Exploratory Data Analysis

In exploratory data analysis, it is crucial to run tests to determine whether the distribution of the time variable follows a particular distribution before modeling the data. The Weibull Distribution is the most common distribution used in survival analysis, while the time variable follows it. Thus, we will check on stag as the time variable to see if it has the Weibull distribution.

As a comparator of p-values in this project, we will use the \(\alpha = 0.05\)

Distribution testing

fitdistr(df$stag, "weibull")
##       shape         scale   
##    1.08272153   37.78782884 
##  ( 0.02503311) ( 1.09608991)

According to the result in the previous code, we obtained the Weibull Distribution parameters are:

  • shape = 1.08272153
  • scale = 37.78782884

Therefore, we can continue to test the time variable using Anderson-Darling Goodness of Fit test using required parameters.

ad.test(df$stag, pweibull, shape= 1.08272153, scale=37.78782884)
## 
##  Anderson-Darling GoF Test
## 
## data:  df$stag  and  pweibull
## AD = 1.3391, p-value = 0.22
## alternative hypothesis: NA

We obtained the p-value of 0.22 > 0.05, therefore we can conclude that the time variable is following The Weibull Distribution.

Kaplan-Meier Estimation and Log-Rank Test for The Categorical Variables

There are gender, industry, profression, traffic, coach, head_gender, greywage, and way as the categorical variables. The Kaplan-Meier Estimation Curve in survival analysis allows us to evaluate how each category of survival probability differs from the others. To determine the difference between each category based on the curve we will receive, we will thus use The Kaplan Meier Estimation. We will run the Log-Rank test to ensure if there is a difference between the categories of the variables.

Gender

By running the following code, we will first perform the Kaplan-Meier estimation according to the gender.
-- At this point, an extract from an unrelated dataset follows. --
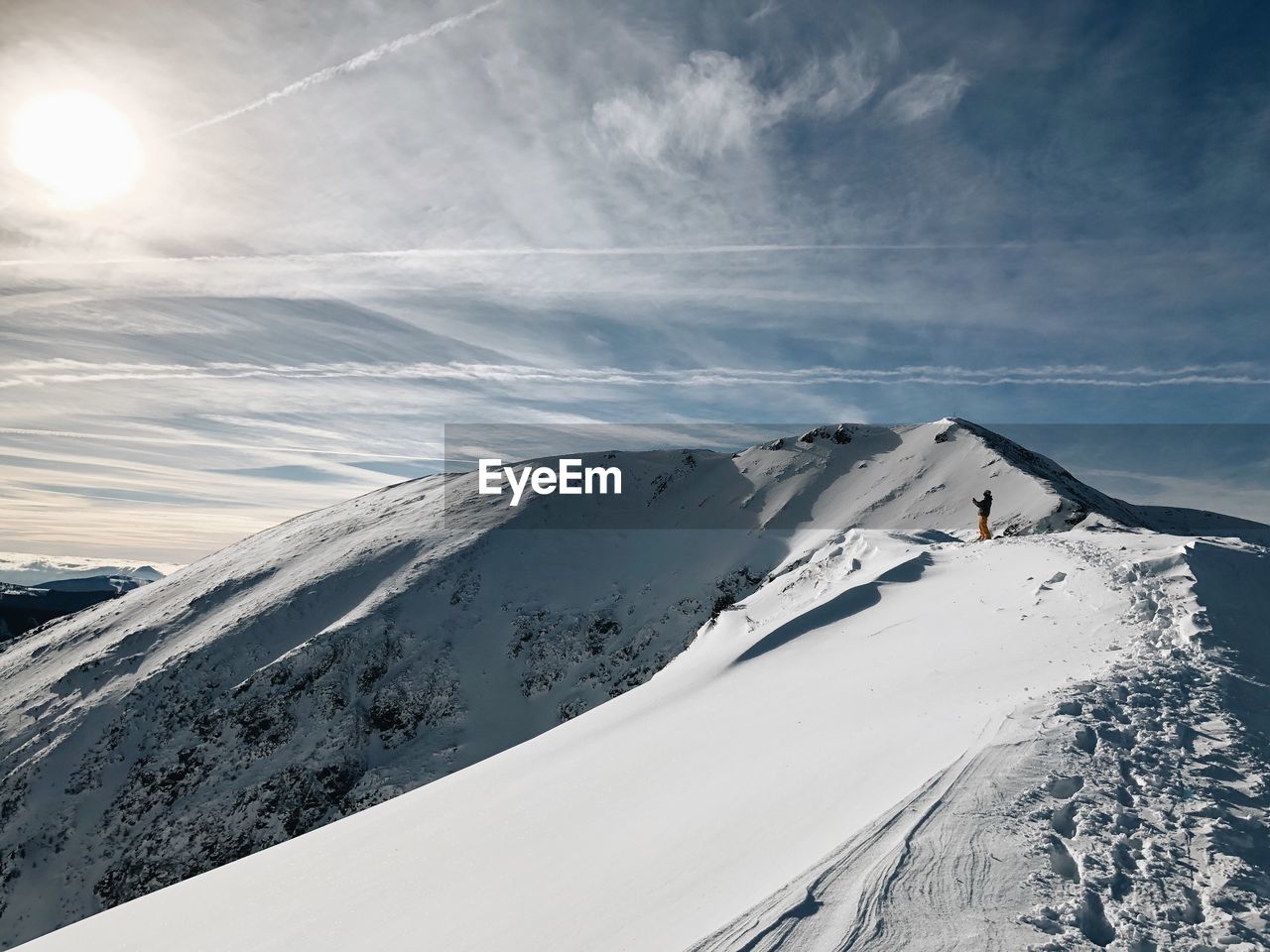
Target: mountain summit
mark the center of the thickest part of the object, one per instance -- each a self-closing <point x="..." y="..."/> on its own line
<point x="353" y="654"/>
km_gender<-survfit(Surv(stag, event)~gender, data = df, type="kaplan-meier")

When the code above is run, the code below can be used to display the Kaplan-Meier estimation curve.
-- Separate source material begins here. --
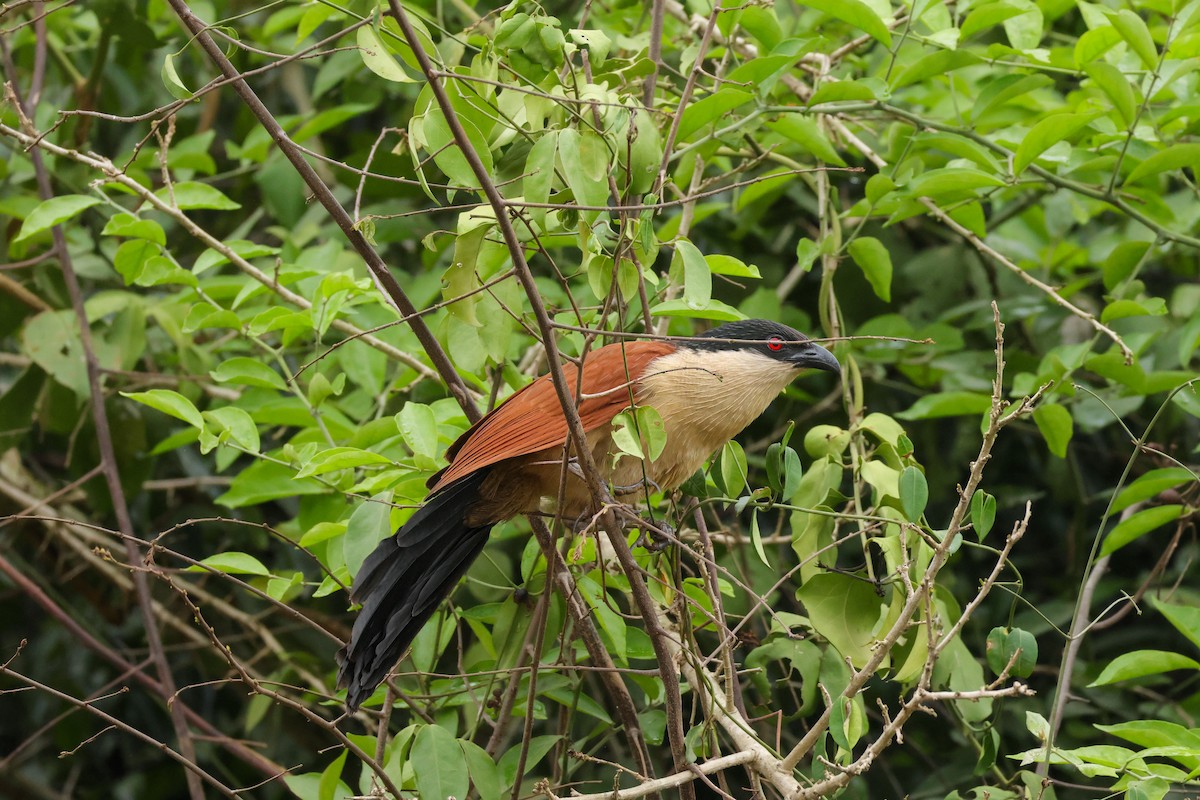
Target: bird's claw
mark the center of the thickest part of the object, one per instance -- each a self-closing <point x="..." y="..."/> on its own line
<point x="654" y="536"/>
ggsurvplot(km_gender, data=df,
           conf.int = FALSE,
           ggtheme = theme_minimal(),
           legend.labs = c("female", "male"),
           pval = TRUE,
           pval.method = TRUE)+
  ggtitle("Survival curve based on Gender")

The Kaplan-Meier curve shown above shows that female workers have a higher survival probability than male workers.

Since we achieved the p-value of 0.13 > 0.05, we can say that there is no significant distinction between the survival probabilities of each gender.

Industry

By running the following code, we will first perform the Kaplan-Meier estimation according to the industry.

km_industry<-survfit(Surv(stag, event)~industry, data = df, type ="kaplan-meier")

When the code above is run, the code below can be used to display the Kaplan-Meier estimation curve.

ggsurvplot(km_industry, data=df,
           conf.int = FALSE,
           ggtheme = theme_minimal(),
           pval = TRUE,
           pval.method = TRUE)+
  ggtitle("Survival curve based on Industry")

The Kaplan-Meier curve shown above demonstrates that employees in the retail industry have the highest chance of surviving. Workers in the agricultural industry, however, have the lowest chances of surviving.

Since we achieved the p-value < 0.05, we can say that there is significant distinction between the survival probabilities of each industry.

Profession

By running the following code, we will first perform the Kaplan-Meier estimation according to the profession.

km_profession<-survfit(Surv(stag, event)~profession, data = df, type="kaplan-meier")

When the code above is run, the code below can be used to display the Kaplan-Meier estimation curve.

ggsurvplot(km_profession, data=df,
           conf.int = FALSE,
           ggtheme = theme_minimal(),
           pval = TRUE,
           pval.method = TRUE)+
  ggtitle("Survival curve based on Profession")

The Kaplan-Meier curve shown above shows that employees in the HR profession have the highest chance of surviving. Workers in the law profession, on the other hand, have the lowest chances of surviving.

Since we achieved the p-value of 0.0087 < 0.05, we can say that there is significant distinction between the survival probabilities of each profession.

Traffic

By running the following code, we will first perform the Kaplan-Meier estimation according to the traffic.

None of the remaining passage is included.